So it’s not just me. I’m glad to know that. Here is William James writing to his brother in 1902:
I have read The Wings of the Dove (for which all thanks!) but what shall I say of a book constructed on a method which so belies everything that I acknowledge as law? You’ve reversed every traditional canon of story-telling (especially the fundamental one of telling the story, which you carefully avoid) and have created a new genre littéraire which I can’t help thinking perverse, but in which you nevertheless succeed, for I read with interest to the end (many pages, and innumerable sentences twice over to see what the dickens they could possibly mean)… At any rate it is your own…
My premise is that William James has first, the intelligence of William James, and second, at this point almost forty years of experience reading the complete works of Henry James, so if he had this kind of trouble, I should not be surprised at my own.
I have the advantage of having read a century’s worth of subsequent novels that avoid their stories even more ruthlessly than those of James – am I ever used to that – but the writers I think of as the most Jamesian don’t write sentences like those. Saul Bellow or Alan Hollinghurst or Hotel du Lac, those are examples I have in mind. The sentences do not make me swear on the name of Dickens. Maybe you know some more cryptic examples.
This is William Dean Howells, also smart and used to James, in “Mr. James’s Later Work” (1903), which he partly writes as a dialogue with “a weary woman” – she is speaking:
“’There they are,’ as he keeps making his people say in all his late books, when they are not calling one another dear lady, and dear man, and prodigious and magnificent, and of a vagueness or a richness, or a sympathy, or an opacity.

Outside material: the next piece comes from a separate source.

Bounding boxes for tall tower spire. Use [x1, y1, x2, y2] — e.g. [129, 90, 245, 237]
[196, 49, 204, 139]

No, he is of a tremendosity, but he worries me to death; he kills me; he really gives me a headache. He fascinates me, but I have no patience with him.”

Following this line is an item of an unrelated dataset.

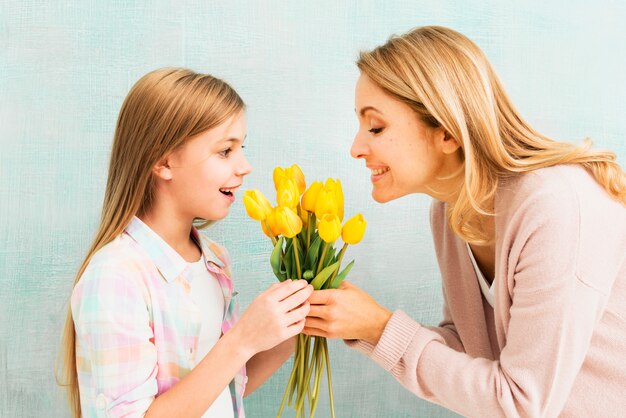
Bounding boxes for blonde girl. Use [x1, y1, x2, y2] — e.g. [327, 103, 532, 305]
[58, 69, 312, 418]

I took the liberty of adding italics to the words that are directly borrowed from James. I think some of the others are jokes. “Tremendosity” is definitely a joke; “opacity” is not in The Wings of the Dove, at least; as for “vagueness,” this is practically a description of the novel:
an impenetrable ring fence, within which there reigned a kind of expensive vagueness made up of smiles and silences and beautiful fictions and priceless arrangements, all strained to breaking (9.4)

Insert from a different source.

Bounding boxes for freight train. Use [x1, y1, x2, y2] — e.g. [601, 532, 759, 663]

I had wondered if some of the adjectives that James’s characters fling at each other – “wonderful” – were perhaps examples of current slang, something he heard at dinner parties, but I guess not, or at least they were not at the parties Howells attended. They are mostly signals that I am in James-world, which is not exactly like this one ever was. The weary woman again:
“We could not bear to lose a word; every word – and there were a good many! – seemed to tell. If you took one away you seemed to miss something important. It almost destroyed me, thinking it all out. I went round days, with my hand to my forehead; and I don’t believe I understand it perfectly yet. Do you?”
No. I have two other differences from Howells’s magnificent invention. First, when I left all the words in I still thought I was missing something important, and second, it turns out I have endless patience with James, so I will bang on about him until I run out of babble. I didn’t take a fifth as many notes as I did with The Ambassadors, so I won’t go on as long as that.